Confusion Matrix of the Model, showing the accuracy
Example of the website working with Live Camera
Website in use -- photo upload

Inspiration

Everyday we text people, and when people are busy, they can use text to speech to send messages without touching their phone. We were inspired by how this technology converts one form of information (sound) into another (words/texts to send). We realized there weren’t any systems that interpret facial expressions and convert them to emojis, yet emojis are really important in texting because it helps convey tone through a screen. We thought it’d be really interesting to connect human facial expressions to that kind of digital expression, and using our skills of computer vision, machine learning and web interaction, we believed we could achieve this.

What it does

This is Face2Emoji, a web based application that reads a user’s live facial expression and translates it into an emoji in real time. In this application, users would open the website, and the website uses the camera to capture live facial expressions from the user. Then, the machine learning model embedded in the website analyzes the face and predicts the emotion. The matching emoji and label will then appear on the screen. Predictions will continue updating in real time as the user changes their facial expression as well.

How we built it

First, we organized and collected a bunch of facial expression datasets, into the following classes: happy, sad, angry, scared, surprised, wink, and neutral. There are 9112 images total. Then, we used a ResNet18 model, or a Convolutional Neural Network (CNN) with resized 160x160 images, 24 epochs and batch sizes of 64 to train the model to classify emotions. This CNN first learns simple features such as edges, lines and curves. Then, in the next layers, it combines these simple features into larger parts such as eyes and mouth. In the deeper layers, it learns more complex patterns related to the specific expressions. After combining all of these learned patterns, the model is able to distinguish between emotions. Then we exported the final .pth model for inference and to connect it with the website. As for the website, the backend was written in Python involving a web framework to handle routing, running the ML model we incorporated. The frontend was created using HTML and uses webcam to capture live video input from the user directly in the browser.

Challenges we ran into

Throughout our project, we encountered many challenges and learnt lessons from them. On the machine learning side, the initial hiccup we faced was figuring out what model to use–whether it being a CNN or a R-CNN–to produce the best results. While the model achieved good metrics, it was very difficult for it to classify images with different lighting, angles, and subtle expressions. As for the website, setting up a backend environment was especially challenging as it involved handling real-time data input from different sources (file uploads and live webcam frames encoded in base64), and converting them into a compatible format with our ML pipeline.
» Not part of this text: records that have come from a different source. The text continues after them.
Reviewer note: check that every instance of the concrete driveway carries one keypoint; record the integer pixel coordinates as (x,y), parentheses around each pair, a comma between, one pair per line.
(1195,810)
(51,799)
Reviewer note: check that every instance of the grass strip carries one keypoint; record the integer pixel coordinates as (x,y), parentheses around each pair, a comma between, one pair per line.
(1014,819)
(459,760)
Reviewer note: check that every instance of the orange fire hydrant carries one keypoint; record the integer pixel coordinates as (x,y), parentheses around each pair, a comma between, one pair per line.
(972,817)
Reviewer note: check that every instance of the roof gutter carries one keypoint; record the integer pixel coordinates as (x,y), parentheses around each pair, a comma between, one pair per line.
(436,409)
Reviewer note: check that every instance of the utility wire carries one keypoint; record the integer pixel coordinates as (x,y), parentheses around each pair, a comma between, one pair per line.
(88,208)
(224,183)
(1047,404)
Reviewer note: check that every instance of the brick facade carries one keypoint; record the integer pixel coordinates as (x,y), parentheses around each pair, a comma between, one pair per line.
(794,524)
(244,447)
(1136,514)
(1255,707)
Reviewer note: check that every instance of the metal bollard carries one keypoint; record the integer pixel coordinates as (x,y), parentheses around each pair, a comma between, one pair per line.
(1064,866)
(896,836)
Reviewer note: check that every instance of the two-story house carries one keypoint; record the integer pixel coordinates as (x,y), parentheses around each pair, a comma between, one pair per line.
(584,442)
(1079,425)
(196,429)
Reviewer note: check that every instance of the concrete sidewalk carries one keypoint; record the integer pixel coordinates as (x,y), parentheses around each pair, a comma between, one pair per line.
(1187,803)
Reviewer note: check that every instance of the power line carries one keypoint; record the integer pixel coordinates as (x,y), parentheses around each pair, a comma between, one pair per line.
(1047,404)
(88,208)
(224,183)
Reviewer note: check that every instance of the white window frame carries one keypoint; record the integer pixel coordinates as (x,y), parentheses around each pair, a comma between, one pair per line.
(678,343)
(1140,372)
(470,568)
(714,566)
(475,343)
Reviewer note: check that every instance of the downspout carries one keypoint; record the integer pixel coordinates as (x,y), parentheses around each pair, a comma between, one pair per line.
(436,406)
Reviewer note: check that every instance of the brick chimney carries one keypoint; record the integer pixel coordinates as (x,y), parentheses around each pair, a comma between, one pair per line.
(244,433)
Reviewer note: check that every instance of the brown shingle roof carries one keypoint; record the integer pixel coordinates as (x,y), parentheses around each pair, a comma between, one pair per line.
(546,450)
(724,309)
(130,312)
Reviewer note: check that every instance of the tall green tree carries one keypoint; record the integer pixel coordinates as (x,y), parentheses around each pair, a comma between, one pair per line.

Accomplishments that we're proud of

Something that we’re extremely proud of is the accuracy of the model. The model reached a final overall accuracy of 70%. Even though it may not seem very high, it is really significant as there are 7 different classes (emotions). Distinguishing between emotions is really challenging because some expressions, such as scared and surprised, can look very similar to each other so the model can confuse them. We are extremely proud that the model was still able to learn useful facial patterns and produce strong predictions across these classes. We are also proud that we successfully connected the trained model to a live website and are able to output the predictions in real time, which is really difficult to do as the website would have to update every second and display both the predicted emotion and matching emoji. Building the entire pipeline–data organization, model training, and evaluation to deployment–was also really difficult and we are extremely pleased with how it turned out.

What we learned

Through all this, our team learned that building a machine learning model is more than just training it successfully or finding the right model, but about making sure it performs well in real world situations. One major lesson was that strong evaluation metrics does not signify strong performance on live webcam input, as factors such as lighting and camera angle can affect predictions a lot. We also learned how important preprocessing is, especially resizing, normalization, and making sure the face is clearly visible to the model. We also gained a lot of experience connecting a trained model to a live website and using it for real time inference, moving from model training to deployment and user interaction. Overall, this project taught us that machine learning is not only about building a model, but also about debugging, testing, evaluating, and making the system usable in real life conditions.

What's next for Face2Emoji

The next step is making Face2Emoji actually usable in everyday communication. We can make this possible by connecting it to messaging softwares so that this can be used in real conversations rather than just a website, making this project more useful for real users. Another important improvement would be expanding the number of supported emojis, since 7 classes doesn’t fully capture the expressions people want to use. We would also like to improve the model so it performs better on real world images with different lighting, angles, accessories, and subtle expressions, meaning that we would need to collect more data for these special cases. Overall, the next steps for Face2Emoji is to make it more scalable and useful in real world communication.